Вешние, зеленые сумерки затопили город.

Франческо был в мрачном настроении. Весна всегда его томила, северная, медлительная весна напоминала ему другую — итальянскую. Зеленые волны Арио звали его к себе. Часами он просиживал в полудреме, вспоминая Понте-Веккио и залитые солнцем набережные. Это было у него вроде весенней болезни. Так он сидел в кресле, когда вошел Прохин.

Старики поздоровались.

Прохин был тоже нахмурен.

— Мне нужен камень, — сказал он.

— Есть камни! — ответил Франческо.

— Мне нужен такой, каких нет, ни у кого нет.

— Не верите бумагам? Бриллиант надежней золота? Это верно! А на какую сумму?
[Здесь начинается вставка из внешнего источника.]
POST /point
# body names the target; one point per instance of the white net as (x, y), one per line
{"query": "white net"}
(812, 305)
— Не в том дело. Мне нужен камень для себя, для подарка.

— Женщина? — тихонько спросил ювелир.

— И какая женщина! Ах, Боже мой, Боже мой! Мало ли я их видал. И вот, как малый ребенок, ни бе, ни ме перед ней. Стою, смотрю и умираю.

— Весна! — мечтательно сказал ювелир. — Блондинка?

— Черная.

— Итальянцы сходят с ума по блондинкам. Мальчиком я был влюблен в одну англичанку…

— А глаза светлые, как вода у нас в Сибири, в черных озерах. Жутко смотреть, броситься хочется!

— Англичанка каждый день приходила что-нибудь покупать…

— К черту англичанку! Есть камень или нет?

— Для женщины все найдем. На какую цену?

— До полумиллиона.

У итальянца пальцы стали сухими и жаркими. Он схватил карандаш и написал пять с пятью нулями.

— До пятисот тысяч? — ослабшим голосом спросил он. — Вы хотите отдать за камень пятьсот тысяч?

Они сели: ноги ослабели.

— А хоть бы и так! Жить не моту без нее. А в поклонниках у нее и министры, и депутаты, не считая князей. Только с камнем таким в руке и прошибешься к ней. Без него нельзя мне.